Im Rahmen einer satirischen Aktion im Stadtteil Connewitz kochen in Leipzig die Wogen hoch. Jetzt melden sich auch Alf Thum, seines Zeichens Erfinder und "Führer" der aus Leipzig stammenden "Front Deutscher Äpfel", einem bundesweit bekannten Satire-Projekt gegen Rechts, sowie zwei weitere Mitbegründer zu Wort.
“Wenn ich anderen Eltern aus dem Kindergarten meines Sohnes erzähle, dass ich manchmal in Connewitz auf Partys oder Veranstaltungen bin, fragen die immer besorgt nach, ob man da denn nicht dauernd überfallen, verprügelt oder einem das Auto angezündet wird – soweit Connewitz als stadtbekanntes Klischee. Findet dann eine noch nicht barrikadenbewährte Satireaktion statt, gibt es sofort Aufregung mit dem Tenor: ‘Dürfen die das?’ Doch es ist zentrales Element von Satire, mit Überspitzungen, Ironie und haltlosen Behauptungen zu arbeiten. Es mit einer satirischen Demoaktion immer allen Recht zu machen ist nicht möglich. Denn Satire spaltet, ist nicht für jeden gleichermaßen lesbar und ist letztlich immer ein wenig riskant und Geschmackssache. Satire arbeitet sich gern an Autoritäten ab. Ich finde es unnötig, dass nun Politiker und Funktionäre meinen, sich über einen allgemein gültigen Satirebegriff verständigen zu müssen.

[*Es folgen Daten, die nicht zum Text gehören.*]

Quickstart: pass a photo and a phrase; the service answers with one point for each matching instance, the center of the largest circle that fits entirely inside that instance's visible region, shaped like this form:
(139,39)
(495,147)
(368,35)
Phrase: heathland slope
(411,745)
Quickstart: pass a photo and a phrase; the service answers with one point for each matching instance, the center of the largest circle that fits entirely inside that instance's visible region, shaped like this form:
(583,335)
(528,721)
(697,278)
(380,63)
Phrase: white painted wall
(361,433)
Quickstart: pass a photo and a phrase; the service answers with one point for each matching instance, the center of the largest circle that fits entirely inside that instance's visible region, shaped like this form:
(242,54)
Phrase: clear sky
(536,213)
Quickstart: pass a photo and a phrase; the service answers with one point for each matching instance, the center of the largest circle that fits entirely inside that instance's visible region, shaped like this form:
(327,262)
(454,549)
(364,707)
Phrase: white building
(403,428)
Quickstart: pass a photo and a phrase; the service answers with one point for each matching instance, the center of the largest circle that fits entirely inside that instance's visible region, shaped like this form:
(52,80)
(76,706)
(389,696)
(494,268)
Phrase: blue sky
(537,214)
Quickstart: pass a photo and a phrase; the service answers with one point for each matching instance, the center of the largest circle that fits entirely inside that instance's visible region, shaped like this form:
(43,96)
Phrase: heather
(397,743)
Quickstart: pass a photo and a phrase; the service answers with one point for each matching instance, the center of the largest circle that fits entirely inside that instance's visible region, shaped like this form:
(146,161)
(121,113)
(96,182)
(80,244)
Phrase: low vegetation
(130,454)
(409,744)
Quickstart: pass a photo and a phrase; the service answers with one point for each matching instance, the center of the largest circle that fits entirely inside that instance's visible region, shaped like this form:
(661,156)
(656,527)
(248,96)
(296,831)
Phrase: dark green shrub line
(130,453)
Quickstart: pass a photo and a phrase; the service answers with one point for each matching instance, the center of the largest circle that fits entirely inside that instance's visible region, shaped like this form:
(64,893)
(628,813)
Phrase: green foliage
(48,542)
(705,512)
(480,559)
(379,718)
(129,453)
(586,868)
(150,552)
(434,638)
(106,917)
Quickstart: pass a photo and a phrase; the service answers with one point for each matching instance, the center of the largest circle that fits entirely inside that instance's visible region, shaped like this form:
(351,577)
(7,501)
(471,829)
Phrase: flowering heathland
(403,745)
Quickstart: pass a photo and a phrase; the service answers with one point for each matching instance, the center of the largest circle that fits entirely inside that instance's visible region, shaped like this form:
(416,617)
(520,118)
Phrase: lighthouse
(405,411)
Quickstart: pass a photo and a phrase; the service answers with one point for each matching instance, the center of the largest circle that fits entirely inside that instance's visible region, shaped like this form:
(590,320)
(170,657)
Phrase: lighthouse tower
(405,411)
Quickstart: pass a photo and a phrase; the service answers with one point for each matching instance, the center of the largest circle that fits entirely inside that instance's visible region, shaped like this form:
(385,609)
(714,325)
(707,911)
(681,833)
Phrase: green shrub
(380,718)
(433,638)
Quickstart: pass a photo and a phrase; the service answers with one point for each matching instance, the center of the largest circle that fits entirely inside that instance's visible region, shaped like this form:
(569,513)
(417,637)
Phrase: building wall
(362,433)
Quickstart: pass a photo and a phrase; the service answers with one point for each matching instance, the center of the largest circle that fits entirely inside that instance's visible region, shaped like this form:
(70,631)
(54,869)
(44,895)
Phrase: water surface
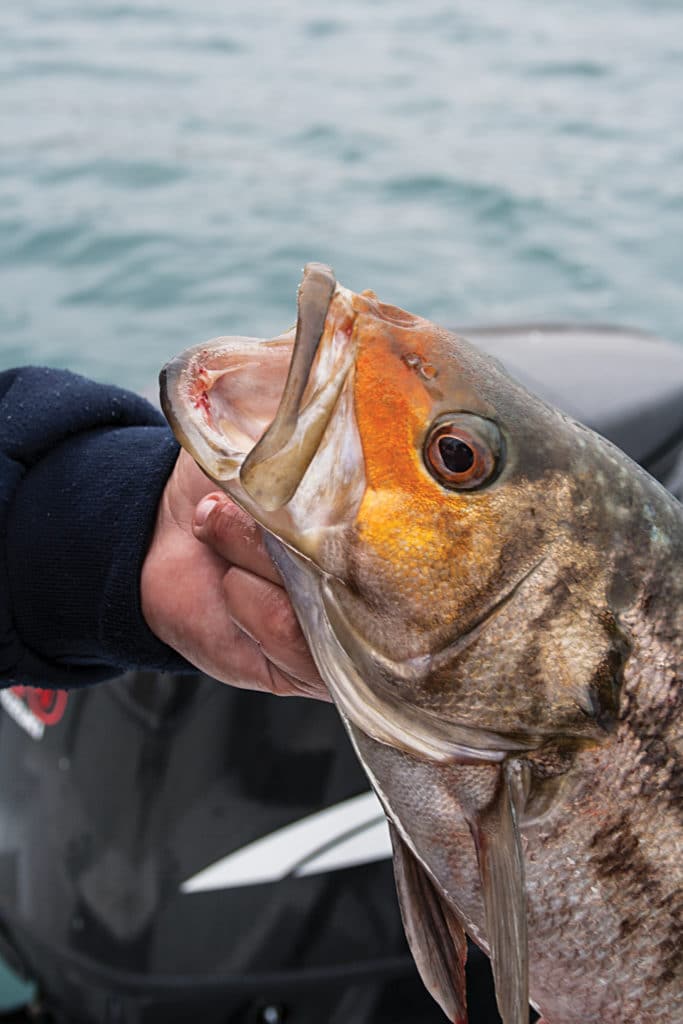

Ich fordere ultimativ alle Beteiligten mit dem Hinweis: ‘Es ist Karnevalszeit!’ auf, sofort die Empfindlichkeiten einzustellen”, sagt Alf Thum, Gründer der Apfelfront.
Tilman Loos, mittlerweile selbst aktives Linke-Mitglied ergänzt: “Ich habe selbst noch nie eine Demo besucht, auf der ich alles was gerufen worden ist, hätte unterschreiben können. Das ist auch weder im Vorfeld planbar noch vor Ort umsetzbar. Die Anmelderin für jeden Vorfall auf und nach der Kundgebung in Haftung zu nehmen, geht meilenweit an der Realität solcher Veranstaltungen vorbei. Das weiß aber eigentlich jeder.”, sagt Tilman Loos.
Dass es gerade bei satirischen Auftritten im öffentlichem Raum immer wieder zu Irritationen kommt, kennt Tilman Loos noch von der Apfelfront. Dieses Satireprojekt gegen Rechts hatte weit über Leipzig hinaus ab 2004 für Aufsehen gesorgt. Tilman Loos, damals einer der Mitbegründer des Projekts, sagt dazu: “Auch bei den Auftritten der Apfelfront ist es immer wieder passiert, dass Teile des Publikums das Ganze entweder nicht verstanden haben oder deutlich über das Ziel hinausgeschossen sind. Damit muss man leben, wenn man solcherlei Aktionen macht. Nicht nur beim Essen sondern auch bei der Kunst gilt bekanntlich: Geschmäcker sind verschieden”, sagt Tilman Loos.
Max Upravitelev, der selbst aus Berlin angereist war um die Aktion zu beobachten, ergänzt: “Die Aktion war eindeutig stark auf die Situation in Schönefeld und die rassistische Stimmungsmache dort gemünzt. Der neue Polizeiposten in Connewitz war selbst nur Vorwand, eine willkommene Requisite. Es ist seltsam, dass dies offensichtlich kaum jemand verstanden hat. Wer wie ich vor Ort war hätte übrigens auch deutlich wahrnehmen können, dass im gehaltenen Redebeitrag eine ganz gehörige Portion Selbstironie der linken Szene enthalten war. Kunst im öffentlichen Raum ist immer auch ein Experiment. Aber es muss möglich sein, neue Aktionsformate zu erproben. Dass nun ausgerechnet ein Kulturpolitiker das alles nicht versteht, ist allerdings wirklich komisch im wahrsten Sinne des Wortes”, so Max Upravitelev.